OpenBMB / BMTrain

Efficient Training (including pre-training and fine-tuning) for Big Models
Apache License 2.0
560 stars 77 forks source link

how to skip one iter for all ranks #108

Closed ftgreat closed 1 year ago

ftgreat commented 1 year ago

When NaN happens during forward step of one rank, how to skip this global step for all ranks? Thanks.

Achazwl commented 1 year ago

bmtrain.optim.OptimManager can do this during the backward step, can it meet your needs?

ftgreat commented 1 year ago

bmtrain.optim.OptimManager can do this during the backward step, can it meet your needs?

If NaN found during backward step, loss scale will be adjusted to smaller value. When NaN found in forward step, it maybe implies bad data. Could just skip the current step and no backward (also no loss scale changes)? @Achazwl

Achazwl commented 1 year ago

Maybe you can use bmt.sum_loss(loss) to find if any rank has NaN? bmt.sum_loss(loss)will be the same on each rank, therefore you can skip globally.

ftgreat commented 1 year ago

Maybe you can use bmt.sum_loss(loss) to find if any rank has NaN? bmt.sum_loss(loss)will be the same on each rank, therefore you can skip globally.

We used this as follows.
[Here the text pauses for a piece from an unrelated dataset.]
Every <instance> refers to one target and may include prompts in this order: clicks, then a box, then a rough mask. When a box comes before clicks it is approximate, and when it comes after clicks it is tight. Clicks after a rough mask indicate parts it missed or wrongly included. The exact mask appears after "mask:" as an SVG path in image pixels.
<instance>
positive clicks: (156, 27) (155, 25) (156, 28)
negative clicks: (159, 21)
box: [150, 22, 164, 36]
But encounter one case: when one NaN batch found(already checked and indeed inf and nan tensors found in forward step), reduced_loss is equal to NaN and current global step skipped. However, since this batch rank0 will keep NaN value and it seems sum_loss still holds NaN state since then.

Could you give some advice to debug this case, thanks! image

Achazwl commented 1 year ago

After skipping the current data, is the next batch of data still only rank 0 produce nan? After continuously skipping the next step, is all batches have only rank 0 produce nan and others not?

ftgreat commented 1 year ago

After skipping the current data, is the next batch of data still only rank 0 produce nan? After continuously skipping the next step, is all batches have only rank 0 produce nan and others not?

After skipping the current data, each rank model output loss(loss variable in above screenshot) of each rank is valid value. but reduced_loss of each rank still NaN. Not sure whether bmt.sum_loss still hold NaN or lm_loss.detach.clone().view(1) has something wrong.

After continuously skipping the next step, all batches skipped because of the same behaviour.

ftgreat commented 1 year ago

Could you please give some suggestions about above case?thanks

Achazwl commented 1 year ago

sum_loss will not retain the previous NaN. Is the loss of half type or float32 type now? Use regular Python print to check if there are extreme values for each rank's loss, such as near the value boundary.

ftgreat commented 1 year ago

sum_loss will not retain the previous NaN. Is the loss of half type or float32 type now? Use regular Python print to check if there are extreme values for each rank's loss, such as near the value boundary.

whole model & loss are half type. By printing each layer outputs(including intermediate activations), no inf or nan are found. It tells each rank outputs valid loss. However, sum_loss or sum_loss.detach is NaN.